E.g. If user input is "Foord Motur Holding" and it's being matched against "The Ford Motor Holdings Company" then first token "Foord" will match "Ford" based on Soundex match, second token "Motur" will match "Motor" based on Edit Distance Algo and and last token "Holding" will match "Holdings" via Begins match.
Scoring:
Every token match is first scored on a scale that rates the matching technique, with Exact match being the best and Soundex being the worst.
The overall score is calculated, on a scale of 0-100%, by calculating a weighted average of individual token-match scores. Weights are assigned based on index-order of token i.e. the first token has highest weight and last token has lowest.
My Partial Solution
I have implemented a simple schema in solr to store referance company names. A String field (called companyName), a simple text field (called as companyText) copied from string and another text field (called as companySoundex) copied from string and using PhoneticFilterFactory for Refined Soundex based matching.
I have been able to replicate step 1) in a single solr query.
For step 2) I plan to fire 3 parallel queries to solr server. First query performing a simple text search on companyText field, second query performing fuzzy match using ~ operator on companyText field and third query performing soundex match on companySoundex field. I plan to somehow combine the results from these 3 parallel queries to get desired final result.
Questions:
1) Is there a better way to replicate Step 2) of original algorithm?
2) Even if I go with my "three-parallel-queries" approach then how to get the "right" sorting order as I get in the original algorithm ?
I guess the main problem is how to compare the solr scores from these 3 entirely different queries to do the final combining of results
Thanks for reading this long question. Any help/pointers would be greatly appreciated.

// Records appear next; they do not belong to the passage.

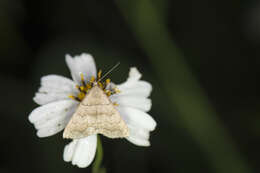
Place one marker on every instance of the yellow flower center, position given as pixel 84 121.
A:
pixel 84 87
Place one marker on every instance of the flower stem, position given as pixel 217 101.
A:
pixel 96 168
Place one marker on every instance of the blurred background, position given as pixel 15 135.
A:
pixel 202 58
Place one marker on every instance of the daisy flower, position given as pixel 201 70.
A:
pixel 87 106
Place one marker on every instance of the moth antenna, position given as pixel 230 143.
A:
pixel 109 71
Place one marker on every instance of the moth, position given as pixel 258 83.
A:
pixel 96 114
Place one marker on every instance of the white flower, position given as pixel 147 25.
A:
pixel 57 107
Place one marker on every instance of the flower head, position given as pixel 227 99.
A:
pixel 62 99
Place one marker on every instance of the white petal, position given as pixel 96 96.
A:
pixel 138 136
pixel 137 118
pixel 142 103
pixel 81 152
pixel 134 86
pixel 51 118
pixel 84 64
pixel 54 88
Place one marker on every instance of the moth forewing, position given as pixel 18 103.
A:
pixel 96 114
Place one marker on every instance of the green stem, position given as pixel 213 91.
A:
pixel 96 167
pixel 184 92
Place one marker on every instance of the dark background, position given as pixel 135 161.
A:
pixel 218 41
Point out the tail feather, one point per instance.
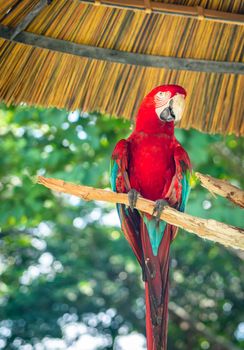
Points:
(157, 288)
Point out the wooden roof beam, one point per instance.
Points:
(29, 17)
(122, 56)
(196, 12)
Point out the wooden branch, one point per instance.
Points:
(209, 229)
(200, 327)
(123, 57)
(222, 188)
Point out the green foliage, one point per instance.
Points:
(62, 261)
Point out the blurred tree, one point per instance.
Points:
(66, 269)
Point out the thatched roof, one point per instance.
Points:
(74, 54)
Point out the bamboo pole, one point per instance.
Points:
(222, 188)
(208, 229)
(196, 12)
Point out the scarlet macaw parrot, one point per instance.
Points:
(153, 164)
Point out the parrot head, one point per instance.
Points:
(163, 105)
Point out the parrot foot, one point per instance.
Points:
(159, 207)
(132, 197)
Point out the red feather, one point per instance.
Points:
(152, 162)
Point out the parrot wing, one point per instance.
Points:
(178, 192)
(157, 258)
(130, 219)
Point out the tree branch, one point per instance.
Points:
(210, 229)
(222, 188)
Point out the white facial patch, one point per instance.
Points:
(178, 106)
(175, 104)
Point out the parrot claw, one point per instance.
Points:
(133, 196)
(159, 207)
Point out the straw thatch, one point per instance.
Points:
(63, 78)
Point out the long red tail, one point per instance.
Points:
(157, 289)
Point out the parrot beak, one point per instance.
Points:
(173, 110)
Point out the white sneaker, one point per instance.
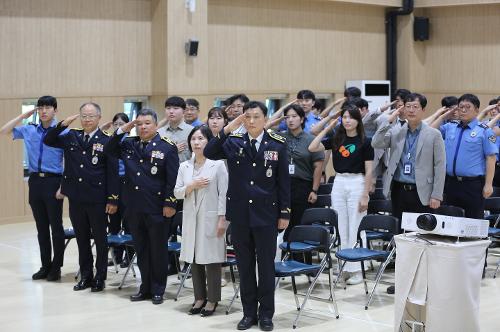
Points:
(356, 278)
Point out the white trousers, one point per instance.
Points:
(346, 193)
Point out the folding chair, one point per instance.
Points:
(307, 234)
(381, 223)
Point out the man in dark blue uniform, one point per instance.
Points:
(258, 204)
(151, 166)
(91, 183)
(45, 167)
(470, 158)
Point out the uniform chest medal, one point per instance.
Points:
(269, 172)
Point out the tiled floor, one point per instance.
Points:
(27, 305)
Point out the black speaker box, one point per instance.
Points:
(192, 48)
(421, 28)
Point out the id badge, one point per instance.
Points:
(407, 169)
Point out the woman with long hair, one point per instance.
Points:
(352, 156)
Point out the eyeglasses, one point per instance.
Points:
(88, 117)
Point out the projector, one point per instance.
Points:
(428, 223)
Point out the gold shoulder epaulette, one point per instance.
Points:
(168, 140)
(277, 137)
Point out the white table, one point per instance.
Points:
(438, 283)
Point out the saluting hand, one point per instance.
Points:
(69, 120)
(168, 211)
(282, 223)
(235, 124)
(126, 128)
(111, 208)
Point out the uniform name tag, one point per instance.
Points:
(157, 155)
(407, 169)
(270, 155)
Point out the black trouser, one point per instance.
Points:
(150, 234)
(299, 194)
(47, 211)
(89, 221)
(251, 244)
(404, 198)
(467, 194)
(117, 221)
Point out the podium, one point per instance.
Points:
(437, 282)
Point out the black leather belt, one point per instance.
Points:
(45, 175)
(406, 186)
(466, 178)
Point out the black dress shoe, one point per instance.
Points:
(196, 311)
(246, 323)
(54, 275)
(266, 324)
(157, 299)
(98, 285)
(206, 313)
(139, 297)
(82, 284)
(41, 274)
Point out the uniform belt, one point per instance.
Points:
(466, 178)
(406, 186)
(45, 174)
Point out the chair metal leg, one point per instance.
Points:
(183, 279)
(379, 275)
(232, 300)
(130, 266)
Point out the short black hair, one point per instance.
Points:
(205, 131)
(359, 102)
(449, 101)
(175, 101)
(218, 111)
(299, 110)
(255, 104)
(121, 116)
(470, 98)
(47, 101)
(244, 99)
(417, 96)
(146, 112)
(401, 93)
(192, 102)
(306, 94)
(352, 92)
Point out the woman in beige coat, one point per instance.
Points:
(202, 184)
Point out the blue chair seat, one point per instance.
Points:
(119, 239)
(298, 246)
(174, 247)
(492, 231)
(292, 268)
(360, 254)
(69, 233)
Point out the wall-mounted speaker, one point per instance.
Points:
(421, 28)
(192, 47)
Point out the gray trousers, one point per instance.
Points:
(206, 281)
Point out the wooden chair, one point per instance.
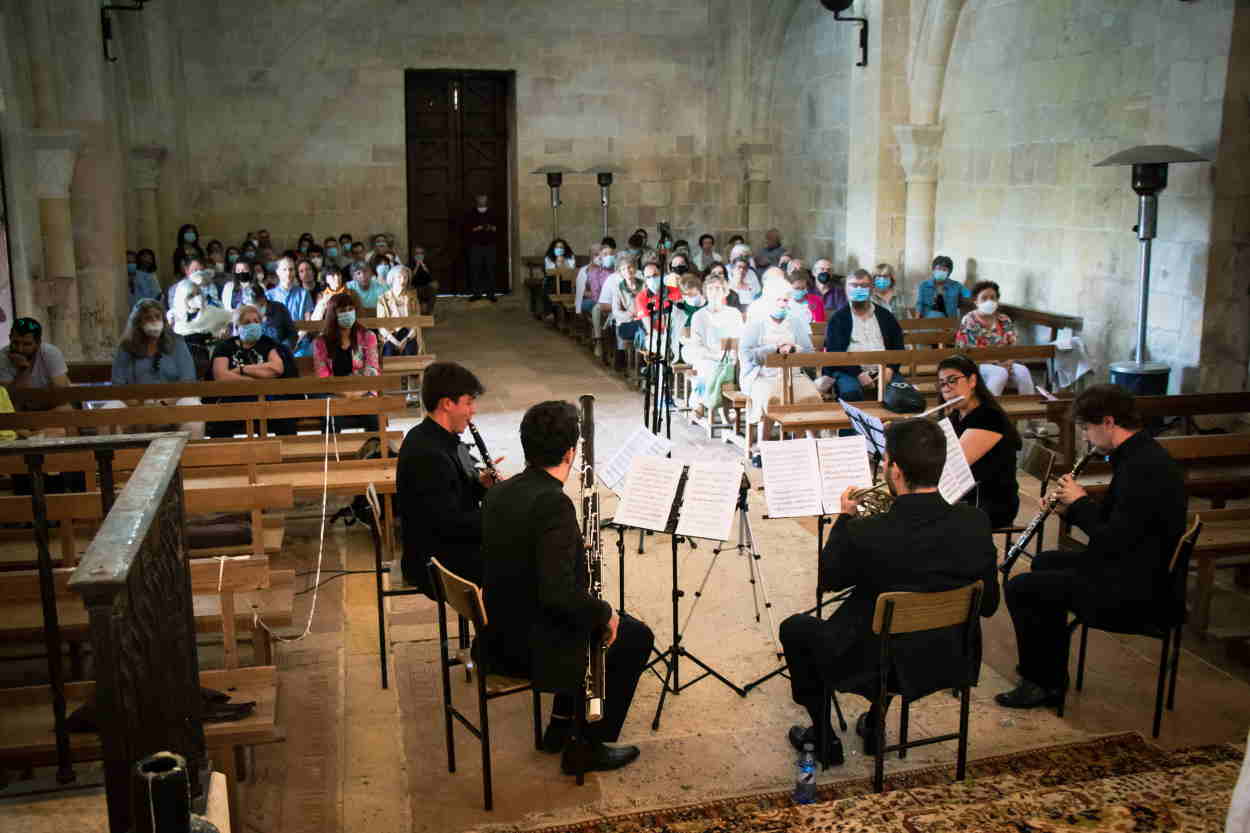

Look at the DisMax query parser. http://wiki.apache.org/solr/DisMaxRequestHandler
For each separate query, you'll actually build up separate fields in the index for matching. Then use DisMax to combine the queries in a weighted fashion.
I suggest giving up on your 3 parallel queries approach now. Last time I looked into this it was impossible to relate scores from 2 separate queries. It just doesn't work. If you want a single set of results sorted by score, you have to figure out how to do this in a single query.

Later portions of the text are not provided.